Иногда Эльза подходила ко мне, хватала за руку, сильно ее сжимала, впиваясь в мою ладонь своими коротко остриженными ногтями. Мне не было больно. Я ничего не чувствовала, как ничего не чувствуешь во время кошмара, когда по пятам за тобой гонится сам Сатана. Чувствуешь лишь само состояние кошмара — бесформенного чудища, что управляет всеми твоими движениями, мешает их совершать, стирает твои ощущения, разжижает и рассасывает твои мысли.

Скрипнув шинами, подкатила и остановилась «скорая помощь». Два санитара вынесли носилки и уложили на них Эрика. Со всех сторон раздавались автомобильные гудки, слева от нас возникла полицейская машина; я спросила санитара, можно ли мне поехать с ними, но он, даже не взглянув на меня, отказал.

На носилках лежал уже не высокомерный отчужденный Эрик, в чьей холеной красоте было нечто антипатичное, а неподвижное тело с маленьким, лишенным всякого выражения лицом, утратившее обычные человеческие функции — говорить, мыслить, видеть, двигаться. Ну почему я не волшебница или что-нибудь в этом роде, почему не обладаю сверхъестественной силой! Мне так хотелось бы наклониться к нему, поцелуем или лаской открыть ему глаза и волшебным словом прогнать беду.

Анри, Эльза и водитель слушали объяснения полицейского. Он указывал им, куда следует ехать.

Несмотря на духоту и жару туннеля, Анри был бел как полотно. Когда Эрика увозили, он проследил за скрывшейся среди других машин «скорой помощью». В его взгляде было то же, что во взгляде Эльзы и наверняка в моем — удвоенное ужасом неверие.

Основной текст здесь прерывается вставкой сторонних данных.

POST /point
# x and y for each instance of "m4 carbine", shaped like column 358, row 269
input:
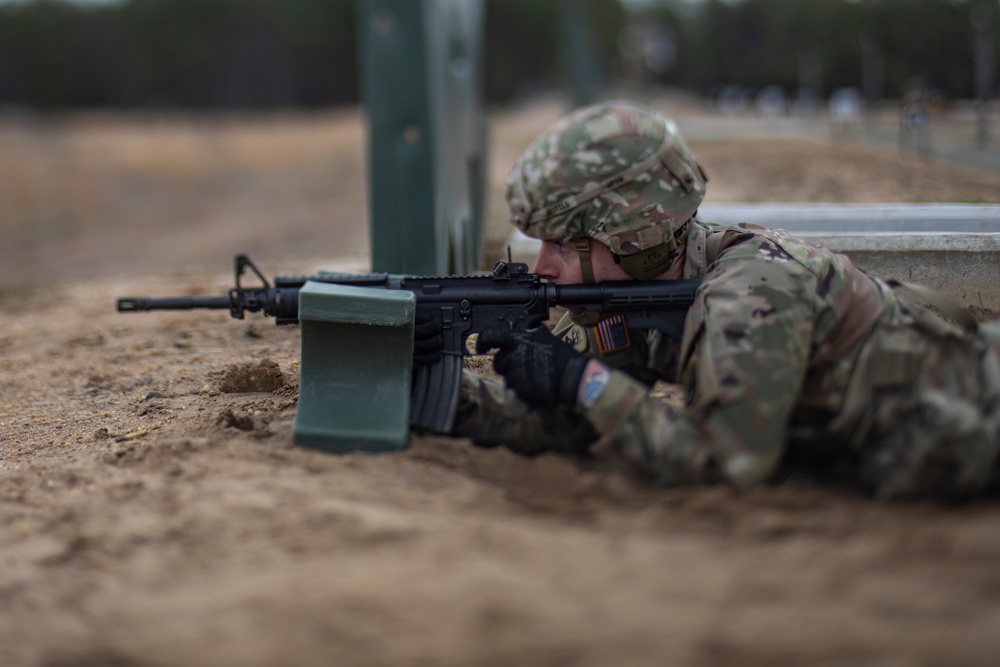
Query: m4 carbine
column 509, row 296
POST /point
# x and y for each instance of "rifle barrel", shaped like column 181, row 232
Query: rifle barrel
column 142, row 304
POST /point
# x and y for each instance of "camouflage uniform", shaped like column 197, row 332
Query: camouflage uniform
column 790, row 353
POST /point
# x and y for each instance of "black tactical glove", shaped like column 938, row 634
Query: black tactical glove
column 428, row 340
column 543, row 370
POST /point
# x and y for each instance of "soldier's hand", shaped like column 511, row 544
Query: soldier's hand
column 543, row 370
column 428, row 340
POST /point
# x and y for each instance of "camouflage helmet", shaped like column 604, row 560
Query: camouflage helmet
column 616, row 172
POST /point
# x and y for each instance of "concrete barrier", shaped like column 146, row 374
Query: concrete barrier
column 954, row 248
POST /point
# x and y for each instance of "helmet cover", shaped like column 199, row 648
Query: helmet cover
column 615, row 171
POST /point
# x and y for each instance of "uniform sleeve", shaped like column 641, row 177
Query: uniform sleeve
column 491, row 414
column 744, row 358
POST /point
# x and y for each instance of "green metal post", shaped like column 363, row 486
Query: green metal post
column 420, row 64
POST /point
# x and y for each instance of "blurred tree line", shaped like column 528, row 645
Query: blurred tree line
column 280, row 53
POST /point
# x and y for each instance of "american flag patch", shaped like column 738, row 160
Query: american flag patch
column 612, row 335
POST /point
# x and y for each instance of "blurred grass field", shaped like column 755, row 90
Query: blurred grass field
column 89, row 195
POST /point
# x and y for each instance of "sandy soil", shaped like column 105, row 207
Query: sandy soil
column 153, row 510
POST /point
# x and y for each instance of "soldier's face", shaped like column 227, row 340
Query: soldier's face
column 560, row 262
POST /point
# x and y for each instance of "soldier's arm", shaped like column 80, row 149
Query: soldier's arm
column 744, row 359
column 491, row 414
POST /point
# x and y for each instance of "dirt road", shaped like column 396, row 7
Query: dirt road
column 153, row 511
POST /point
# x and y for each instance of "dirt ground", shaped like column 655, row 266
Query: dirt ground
column 153, row 511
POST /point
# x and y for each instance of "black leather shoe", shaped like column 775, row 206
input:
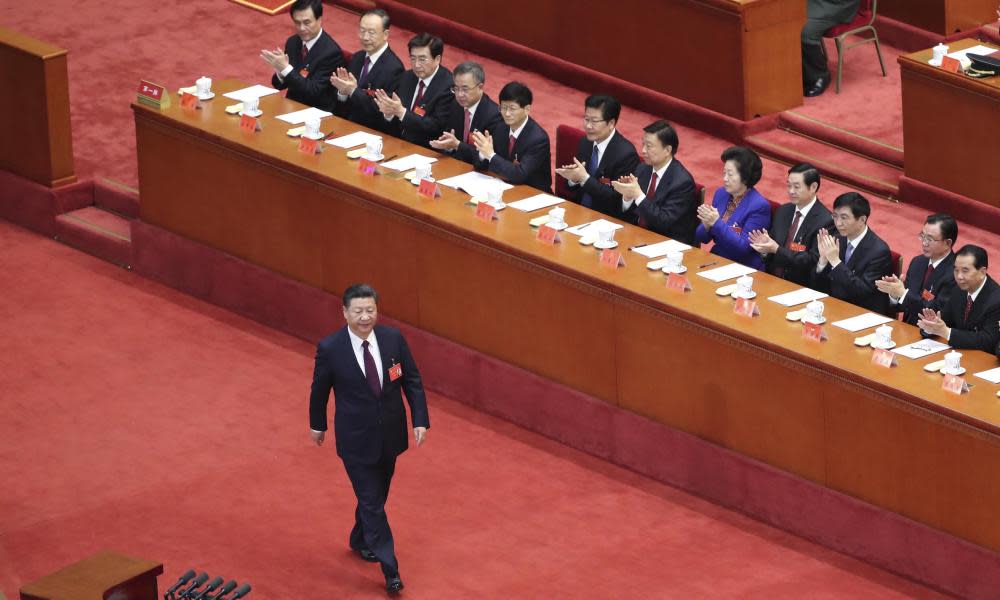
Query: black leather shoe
column 819, row 87
column 393, row 585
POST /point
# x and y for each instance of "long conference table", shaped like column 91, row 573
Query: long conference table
column 821, row 410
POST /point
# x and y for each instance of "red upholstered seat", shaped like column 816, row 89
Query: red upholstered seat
column 567, row 139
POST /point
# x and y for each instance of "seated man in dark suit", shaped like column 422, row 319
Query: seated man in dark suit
column 821, row 15
column 790, row 249
column 468, row 109
column 660, row 196
column 850, row 263
column 376, row 67
column 969, row 319
column 416, row 93
column 521, row 153
column 603, row 156
column 310, row 57
column 930, row 278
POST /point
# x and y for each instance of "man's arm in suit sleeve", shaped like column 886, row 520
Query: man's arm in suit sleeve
column 413, row 387
column 320, row 394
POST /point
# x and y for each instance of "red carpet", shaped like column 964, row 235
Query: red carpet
column 141, row 420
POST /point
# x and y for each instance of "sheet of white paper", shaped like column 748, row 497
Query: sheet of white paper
column 727, row 272
column 993, row 375
column 661, row 248
column 301, row 116
column 409, row 162
column 254, row 91
column 863, row 321
column 351, row 140
column 921, row 349
column 536, row 202
column 475, row 184
column 799, row 296
column 592, row 227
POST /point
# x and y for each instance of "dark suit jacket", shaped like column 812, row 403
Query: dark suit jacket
column 360, row 107
column 981, row 331
column 486, row 118
column 323, row 59
column 365, row 425
column 797, row 266
column 619, row 159
column 854, row 282
column 941, row 285
column 673, row 209
column 415, row 128
column 532, row 160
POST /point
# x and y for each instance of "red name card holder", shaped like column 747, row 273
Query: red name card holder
column 746, row 307
column 954, row 384
column 884, row 358
column 486, row 212
column 678, row 283
column 813, row 332
column 547, row 235
column 153, row 95
column 428, row 189
column 612, row 259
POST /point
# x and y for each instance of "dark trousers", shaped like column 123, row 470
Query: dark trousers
column 371, row 525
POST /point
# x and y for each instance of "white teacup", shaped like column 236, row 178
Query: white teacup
column 312, row 127
column 883, row 337
column 814, row 311
column 744, row 286
column 952, row 362
column 203, row 85
column 373, row 148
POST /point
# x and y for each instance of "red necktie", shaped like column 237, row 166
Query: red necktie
column 371, row 371
column 420, row 94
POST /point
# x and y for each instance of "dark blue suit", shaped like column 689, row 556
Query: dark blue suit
column 370, row 429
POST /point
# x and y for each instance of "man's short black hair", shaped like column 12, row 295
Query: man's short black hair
column 747, row 164
column 515, row 91
column 810, row 174
column 980, row 259
column 949, row 227
column 665, row 132
column 856, row 202
column 359, row 290
column 300, row 5
column 426, row 40
column 610, row 108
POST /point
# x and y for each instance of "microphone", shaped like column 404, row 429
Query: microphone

Наконец он подошел ко мне.

— Нужно ехать в комиссариат.

Взял меня под руку, потянул к машине, я почти что легла на заднем сиденье и вновь увидела лицо Эрика в тот момент, когда его сбило — лицо испуганного ребенка, которому сейчас дадут пощечину и который не понимает — за что, лицо униженного и обиженного ребенка.

— Вы знаете, куда они его отвезли?

— В больницу. В Булонь или что-то в этом роде, — ответил Анри.

— Амбруаза Паре?

— Кажется, да.

В комиссариате я хотела позвонить в больницу. Инспектор сказал, что это ни к чему: с одной стороны, еще слишком рано запрашивать о «моем друге», а с другой стороны — мой звонок ему не поможет.

Я тут же перестала плакать и обозвала его про себя сволочью. Он в этот момент как раз изучал права Анри. Поднял голову, с холодной ненавистью улыбнулся и сказал, что права эти — дешевая подделка.

— Может быть, — нелюбезно отвечал Анри, глядя в другую сторону. — Не знаю. Я получил их от отца.

— Ваш отец руководит автошколой?

— Нет. Он комиссар полиции. В Вилле-сюр-Мер. Могу дать телефон. — Анри взглянул на часы, как бы с сожалением прищелкнул языком, что вышло не очень натурально, и добавил: — Правда, не думаю, что вы застанете его в это время… Если только позвонить в клуб.

— Какой клуб?

— Теннисный. Он частенько пропадает там в этот час.

— Так уж получается, — вставила Эльза. — Мастера всегда поздно выходят на корт.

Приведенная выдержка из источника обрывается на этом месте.